The largest tank battle of WW2 is largely unknown, but it took place in western Ukraine in the triangle between the cities of Dubno, Lutsk, and Brody. Known as the Battle of Brody, it started June 23, 1941, the following day after Nazi Germany invaded the USSR, and was mostly an attempt to stop the 1st Panzer Group’s advance toward Kyiv. Surprisingly, the balance of tanks at the beginning of the battle was at least 3 to 1 in favor of the USSR (3429 vs. 729 tanks per Wikipedia), but there is yet another shocking fact: “What’s all the more remarkable is that the Soviet corps had considerable numbers of heavier KV and T-34 tanks, tougher than the German army’s best tanks at the time. The Soviet 10th Tank Division of the 15th Mechanized Corps alone had 63 KVs and 38 T-34s,” – wrote an American military historian David Glantz. What was so special about the Soviet tanks just mentioned? The KV tank was a real monster that weighed close to 50 tons; it was impervious to most anti-tank guns and could knock out any German tank in service at the time. There is an account of German General Erhardt Raus, commander of the Kampfgruppe of the 6th Panzer Division that was breaking through the Soviet defenses in Lithuania. According to Raus, in the Battle of Raseiniai which took place simultaneously with the Battle of Brody, his whole unit was delayed by a single KV-1 tank. The tank was hit by four 50 mm anti-tank guns of the anti-tank battalion of the 6th Panzer Division but returned fire, disabling all four guns. It was also hit by a heavy 8.8 cm gun of the German division’s anti-aircraft battalion from about 730 m behind the KV but the tank gunner knocked out the 8.8 cm gun almost instantly as well. It was only on the morning of 25 June, German tanks fired several shots at the KV and two shots penetrated the tank. Still, the KV stayed operational until German infantry managed to approach it and throw grenades into the tank’s hatches.

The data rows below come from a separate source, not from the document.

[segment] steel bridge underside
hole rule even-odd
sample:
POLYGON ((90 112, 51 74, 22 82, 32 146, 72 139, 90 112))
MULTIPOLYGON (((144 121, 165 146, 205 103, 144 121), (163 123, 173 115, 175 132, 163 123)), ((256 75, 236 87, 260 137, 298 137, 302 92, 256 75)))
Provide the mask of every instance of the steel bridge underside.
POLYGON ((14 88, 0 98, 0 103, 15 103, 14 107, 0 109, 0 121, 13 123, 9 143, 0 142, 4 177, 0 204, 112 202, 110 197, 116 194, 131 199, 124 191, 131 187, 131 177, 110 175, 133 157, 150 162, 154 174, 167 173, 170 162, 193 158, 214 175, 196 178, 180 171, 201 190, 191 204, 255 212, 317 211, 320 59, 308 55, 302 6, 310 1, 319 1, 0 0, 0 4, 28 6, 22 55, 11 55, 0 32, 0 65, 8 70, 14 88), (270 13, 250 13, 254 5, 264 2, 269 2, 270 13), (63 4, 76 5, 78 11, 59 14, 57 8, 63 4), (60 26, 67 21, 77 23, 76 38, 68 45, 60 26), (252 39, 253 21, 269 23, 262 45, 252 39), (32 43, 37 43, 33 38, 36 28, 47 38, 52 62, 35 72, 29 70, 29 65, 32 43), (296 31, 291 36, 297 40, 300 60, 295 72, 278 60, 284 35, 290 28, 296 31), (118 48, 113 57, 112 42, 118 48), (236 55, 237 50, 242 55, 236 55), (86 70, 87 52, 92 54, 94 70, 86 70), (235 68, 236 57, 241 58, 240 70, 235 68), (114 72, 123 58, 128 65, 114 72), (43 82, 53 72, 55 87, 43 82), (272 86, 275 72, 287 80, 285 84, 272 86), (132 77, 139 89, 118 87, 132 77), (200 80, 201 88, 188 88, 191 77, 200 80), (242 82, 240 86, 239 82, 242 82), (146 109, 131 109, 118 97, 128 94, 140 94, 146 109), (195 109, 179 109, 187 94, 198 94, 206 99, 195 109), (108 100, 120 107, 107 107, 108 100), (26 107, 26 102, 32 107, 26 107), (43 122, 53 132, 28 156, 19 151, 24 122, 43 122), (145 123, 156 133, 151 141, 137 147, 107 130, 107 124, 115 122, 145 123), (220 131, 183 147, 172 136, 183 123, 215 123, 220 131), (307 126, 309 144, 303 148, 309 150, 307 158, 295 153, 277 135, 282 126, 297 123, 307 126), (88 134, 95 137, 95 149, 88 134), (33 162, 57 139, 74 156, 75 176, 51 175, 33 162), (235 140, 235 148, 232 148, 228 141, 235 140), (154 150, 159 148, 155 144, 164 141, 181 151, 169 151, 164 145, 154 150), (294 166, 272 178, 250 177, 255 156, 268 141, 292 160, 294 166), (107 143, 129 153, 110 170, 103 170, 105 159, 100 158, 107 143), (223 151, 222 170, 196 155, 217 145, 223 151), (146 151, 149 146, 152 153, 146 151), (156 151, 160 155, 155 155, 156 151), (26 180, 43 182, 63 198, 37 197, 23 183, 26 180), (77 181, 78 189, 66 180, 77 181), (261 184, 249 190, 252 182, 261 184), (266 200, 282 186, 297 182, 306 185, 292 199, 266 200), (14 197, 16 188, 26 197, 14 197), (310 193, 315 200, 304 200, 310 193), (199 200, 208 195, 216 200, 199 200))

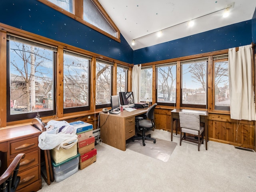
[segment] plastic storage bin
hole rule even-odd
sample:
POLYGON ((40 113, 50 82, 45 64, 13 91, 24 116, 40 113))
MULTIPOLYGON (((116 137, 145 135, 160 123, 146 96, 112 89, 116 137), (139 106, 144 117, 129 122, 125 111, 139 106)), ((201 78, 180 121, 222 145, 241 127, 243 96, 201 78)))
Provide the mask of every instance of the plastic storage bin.
POLYGON ((73 175, 78 170, 80 154, 59 163, 52 161, 54 180, 57 183, 73 175))

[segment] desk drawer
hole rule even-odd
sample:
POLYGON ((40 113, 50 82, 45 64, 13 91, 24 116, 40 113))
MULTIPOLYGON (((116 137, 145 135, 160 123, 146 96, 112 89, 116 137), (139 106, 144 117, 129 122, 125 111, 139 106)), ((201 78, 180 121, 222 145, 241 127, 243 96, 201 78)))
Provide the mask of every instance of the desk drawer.
POLYGON ((135 117, 132 117, 125 119, 125 125, 129 125, 130 124, 135 125, 135 117))
POLYGON ((10 154, 20 153, 26 150, 32 149, 38 146, 38 139, 34 137, 30 139, 11 143, 10 154))
MULTIPOLYGON (((22 171, 28 168, 32 167, 39 163, 39 150, 26 153, 25 158, 20 161, 19 172, 22 171)), ((14 158, 11 159, 11 162, 14 158)))
POLYGON ((20 189, 38 180, 38 166, 18 173, 20 177, 20 181, 18 186, 17 190, 20 189))
POLYGON ((130 138, 135 135, 135 125, 134 124, 125 126, 125 140, 130 138))

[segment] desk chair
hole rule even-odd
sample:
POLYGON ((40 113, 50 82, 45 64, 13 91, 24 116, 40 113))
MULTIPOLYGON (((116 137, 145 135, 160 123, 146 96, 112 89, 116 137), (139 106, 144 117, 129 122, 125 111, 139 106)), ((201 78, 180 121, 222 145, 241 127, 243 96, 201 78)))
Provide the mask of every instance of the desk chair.
POLYGON ((181 146, 182 140, 186 140, 198 144, 198 151, 201 144, 204 144, 204 127, 200 126, 200 116, 199 114, 186 112, 179 112, 180 124, 180 145, 181 146), (182 133, 184 133, 182 137, 182 133), (188 133, 197 136, 195 138, 186 137, 186 134, 188 133), (200 138, 200 136, 202 138, 200 138))
POLYGON ((20 160, 25 157, 25 154, 17 155, 7 169, 0 177, 0 192, 14 192, 20 183, 20 177, 17 176, 20 160))
POLYGON ((156 139, 154 138, 151 138, 151 135, 150 134, 145 135, 145 132, 148 130, 154 130, 156 127, 155 122, 154 120, 154 114, 155 108, 157 105, 157 104, 155 103, 152 105, 148 109, 146 113, 147 118, 150 120, 144 119, 141 117, 136 117, 136 128, 138 131, 142 131, 142 134, 141 135, 138 134, 137 136, 134 136, 132 138, 132 141, 134 141, 136 139, 142 139, 143 146, 146 145, 146 144, 145 144, 145 140, 146 139, 152 140, 154 141, 154 143, 156 143, 156 139))

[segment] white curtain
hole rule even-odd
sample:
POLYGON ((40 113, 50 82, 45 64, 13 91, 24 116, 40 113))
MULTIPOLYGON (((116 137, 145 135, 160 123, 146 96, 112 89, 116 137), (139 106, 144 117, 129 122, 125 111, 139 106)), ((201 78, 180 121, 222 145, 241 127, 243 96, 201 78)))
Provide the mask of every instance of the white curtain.
POLYGON ((231 118, 256 120, 252 84, 252 49, 251 45, 228 50, 228 76, 231 118))
POLYGON ((132 88, 133 96, 134 97, 134 102, 138 103, 140 101, 140 73, 141 72, 141 65, 135 65, 132 68, 132 88))

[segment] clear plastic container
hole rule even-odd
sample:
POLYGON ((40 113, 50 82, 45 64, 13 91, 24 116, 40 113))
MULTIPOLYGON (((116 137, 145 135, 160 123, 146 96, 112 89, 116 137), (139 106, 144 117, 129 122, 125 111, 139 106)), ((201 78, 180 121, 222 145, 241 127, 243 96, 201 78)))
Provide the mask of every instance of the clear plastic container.
POLYGON ((78 170, 80 154, 59 163, 52 161, 54 180, 57 183, 73 175, 78 170))

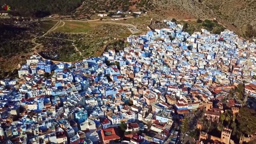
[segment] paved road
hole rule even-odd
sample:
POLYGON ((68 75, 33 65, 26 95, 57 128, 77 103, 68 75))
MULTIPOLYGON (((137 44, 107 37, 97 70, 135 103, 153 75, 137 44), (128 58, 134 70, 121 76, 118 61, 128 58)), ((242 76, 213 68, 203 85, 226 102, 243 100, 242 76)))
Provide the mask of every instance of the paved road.
MULTIPOLYGON (((206 20, 206 19, 201 19, 201 20, 202 21, 204 21, 205 20, 206 20)), ((207 20, 214 20, 214 19, 208 19, 207 20)), ((196 21, 197 20, 197 19, 186 19, 186 20, 177 20, 177 21, 196 21)))

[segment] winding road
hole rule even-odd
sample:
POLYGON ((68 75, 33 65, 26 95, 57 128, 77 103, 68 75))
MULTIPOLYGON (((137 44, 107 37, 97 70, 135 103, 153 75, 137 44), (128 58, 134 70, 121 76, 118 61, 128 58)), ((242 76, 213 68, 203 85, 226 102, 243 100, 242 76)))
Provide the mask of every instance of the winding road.
MULTIPOLYGON (((35 37, 34 38, 32 39, 32 40, 31 41, 31 42, 33 43, 34 43, 34 44, 36 44, 36 46, 35 46, 34 47, 32 48, 32 51, 34 51, 34 53, 37 53, 37 50, 36 50, 36 47, 42 45, 41 43, 38 43, 36 42, 35 40, 36 40, 36 38, 39 38, 39 37, 45 37, 45 36, 46 35, 47 35, 49 33, 50 33, 51 31, 52 31, 55 30, 56 29, 57 29, 59 27, 63 27, 65 25, 65 22, 64 21, 62 21, 61 20, 58 21, 54 25, 54 26, 53 26, 51 28, 50 28, 49 30, 48 30, 48 31, 47 31, 46 33, 44 34, 43 35, 39 36, 37 36, 37 37, 35 37), (62 25, 60 26, 61 24, 61 23, 63 23, 62 25)), ((56 38, 55 37, 51 37, 51 38, 56 38)))

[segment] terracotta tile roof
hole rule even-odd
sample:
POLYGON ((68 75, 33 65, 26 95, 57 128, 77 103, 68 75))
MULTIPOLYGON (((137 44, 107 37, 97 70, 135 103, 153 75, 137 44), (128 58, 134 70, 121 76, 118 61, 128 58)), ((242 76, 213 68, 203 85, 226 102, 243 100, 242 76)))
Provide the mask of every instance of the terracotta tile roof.
POLYGON ((116 135, 114 128, 109 128, 105 130, 101 130, 101 135, 103 140, 111 140, 120 139, 120 137, 116 135))

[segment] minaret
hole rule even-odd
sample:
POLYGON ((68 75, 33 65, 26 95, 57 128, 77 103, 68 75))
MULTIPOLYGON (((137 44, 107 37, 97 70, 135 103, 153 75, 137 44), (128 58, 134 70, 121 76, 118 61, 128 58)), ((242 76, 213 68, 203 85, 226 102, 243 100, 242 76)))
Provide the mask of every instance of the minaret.
POLYGON ((0 140, 3 140, 4 139, 4 129, 1 127, 1 124, 0 124, 0 140))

As for T-34, there is only one fact that needs to be mentioned here – the most-produced tank of WW2 was designed at the Kharkiv Lokomotiv Plant in Ukraine in 1937. It was only 4 years after the Holodomor of 1932-1933. Dr. Lemkin, who coined the very term “Genocide” wrote that “the crop that year [1932] was ample to feed the people and livestock of Ukraine, though it had fallen off somewhat from the previous year, a decrease probably due in large measure to the struggle over collectivization. But a famine was necessary for the Soviets and so they got one to order, by plan, through an unusually high grain allotment to the state as taxes.”
There is very little doubt that the “unusually high grain allotments” were sold by Moscow abroad and the revenue was used to start building the military equipment including the above-mentioned tanks. In short, Moscow exchanged millions of the Ukrainian lives to build a military machine.

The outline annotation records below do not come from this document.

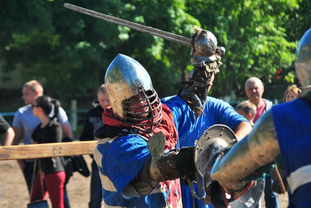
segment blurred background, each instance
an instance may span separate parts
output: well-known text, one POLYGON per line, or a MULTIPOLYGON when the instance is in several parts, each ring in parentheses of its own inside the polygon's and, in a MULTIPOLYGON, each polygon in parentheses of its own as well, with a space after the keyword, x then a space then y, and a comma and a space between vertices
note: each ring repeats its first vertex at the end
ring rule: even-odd
POLYGON ((309 0, 0 0, 0 114, 10 124, 24 105, 24 84, 36 80, 58 99, 74 137, 118 53, 149 73, 160 97, 175 95, 192 69, 190 49, 65 8, 69 3, 190 38, 195 25, 224 47, 223 64, 211 96, 234 106, 246 99, 251 76, 265 86, 263 97, 282 102, 297 84, 295 53, 311 25, 309 0))

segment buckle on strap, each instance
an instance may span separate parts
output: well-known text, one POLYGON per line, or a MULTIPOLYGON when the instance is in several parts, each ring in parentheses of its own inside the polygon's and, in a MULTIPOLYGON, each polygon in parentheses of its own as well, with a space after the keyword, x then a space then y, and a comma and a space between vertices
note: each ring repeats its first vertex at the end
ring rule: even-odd
POLYGON ((196 81, 194 80, 191 80, 191 81, 184 81, 180 82, 181 85, 188 85, 191 86, 195 86, 199 87, 203 87, 204 86, 204 84, 196 81))

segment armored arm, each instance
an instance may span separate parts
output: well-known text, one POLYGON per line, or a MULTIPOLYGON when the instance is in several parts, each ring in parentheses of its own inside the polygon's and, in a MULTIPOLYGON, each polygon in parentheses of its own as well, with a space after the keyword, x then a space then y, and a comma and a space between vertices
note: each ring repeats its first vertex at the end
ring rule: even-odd
POLYGON ((246 183, 240 180, 273 161, 280 155, 271 110, 263 115, 257 122, 248 136, 226 154, 218 156, 211 170, 206 172, 205 177, 210 176, 223 187, 241 192, 246 183))

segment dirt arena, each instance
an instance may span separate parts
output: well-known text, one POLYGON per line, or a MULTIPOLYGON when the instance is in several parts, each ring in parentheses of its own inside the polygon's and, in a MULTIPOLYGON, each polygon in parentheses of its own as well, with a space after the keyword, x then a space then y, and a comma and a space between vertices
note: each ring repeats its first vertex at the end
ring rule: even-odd
MULTIPOLYGON (((91 159, 88 155, 84 155, 84 157, 91 170, 91 159)), ((0 207, 26 207, 29 201, 29 195, 22 173, 16 160, 0 161, 0 180, 1 194, 0 207)), ((77 172, 74 173, 67 185, 71 207, 88 207, 90 181, 90 177, 85 178, 77 172)), ((280 208, 287 207, 287 195, 280 195, 279 197, 280 208)), ((50 203, 50 207, 52 207, 48 199, 48 201, 50 203)), ((265 207, 264 201, 262 201, 262 207, 265 207)))

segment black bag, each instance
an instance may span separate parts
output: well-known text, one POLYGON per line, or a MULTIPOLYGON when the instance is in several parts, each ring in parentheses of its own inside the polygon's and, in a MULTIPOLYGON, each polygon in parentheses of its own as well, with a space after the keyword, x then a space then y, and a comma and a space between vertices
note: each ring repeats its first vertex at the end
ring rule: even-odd
POLYGON ((74 172, 77 171, 85 177, 90 176, 90 170, 83 156, 81 155, 71 156, 71 161, 74 172))
POLYGON ((27 208, 49 208, 46 200, 37 200, 27 204, 27 208))
MULTIPOLYGON (((32 189, 33 188, 34 183, 35 182, 35 173, 36 171, 36 167, 37 165, 37 159, 35 159, 35 163, 34 164, 34 170, 32 173, 32 179, 31 180, 31 188, 30 196, 32 195, 32 189)), ((40 177, 40 185, 41 185, 41 191, 42 192, 42 196, 43 197, 44 194, 43 193, 43 181, 41 177, 41 171, 42 171, 41 169, 41 166, 40 165, 40 162, 39 163, 39 177, 40 177)), ((44 173, 43 173, 44 174, 44 173)), ((39 199, 32 201, 30 203, 27 204, 27 208, 49 208, 49 204, 48 204, 48 201, 46 200, 43 200, 39 199)))
MULTIPOLYGON (((69 137, 65 137, 63 139, 62 142, 70 142, 72 141, 72 140, 69 137)), ((68 174, 68 180, 69 177, 72 175, 72 172, 77 171, 85 177, 88 177, 90 176, 90 170, 87 167, 87 165, 85 160, 84 160, 84 158, 81 155, 64 156, 62 158, 62 162, 65 168, 65 172, 66 174, 66 178, 67 175, 68 174), (69 161, 71 161, 71 162, 69 162, 69 161), (71 165, 72 164, 72 165, 71 165), (71 171, 72 171, 71 173, 71 171)))
POLYGON ((71 161, 71 156, 61 156, 61 161, 64 166, 65 173, 66 177, 65 179, 65 183, 64 186, 65 186, 69 181, 69 179, 72 176, 73 172, 73 167, 71 161))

One can try and guess what was the purpose of that military machine by reading about what the strongest Soviet invasion army was doing in 1940-1941 in the area where the Battle of Brody would take place.
By June 29, 1941, as the advancing German tanks encircled and annihilated the Soviet units, with others falling back, “the battles the Soviets were still waging elsewhere were now battles more for survival than anything else,” Glantz wrote, “because at this point the Soviets began running out of fuel and ammunition.”
The Battle of Brody concluded on June 30, 1941. In the period of just one week, it became “a confusing morass that swallowed 2,648 Soviet tanks out of a total force of 5,000 versus some 1,000 German tanks”. No wonder Moscow still tries to silence such a fiasco.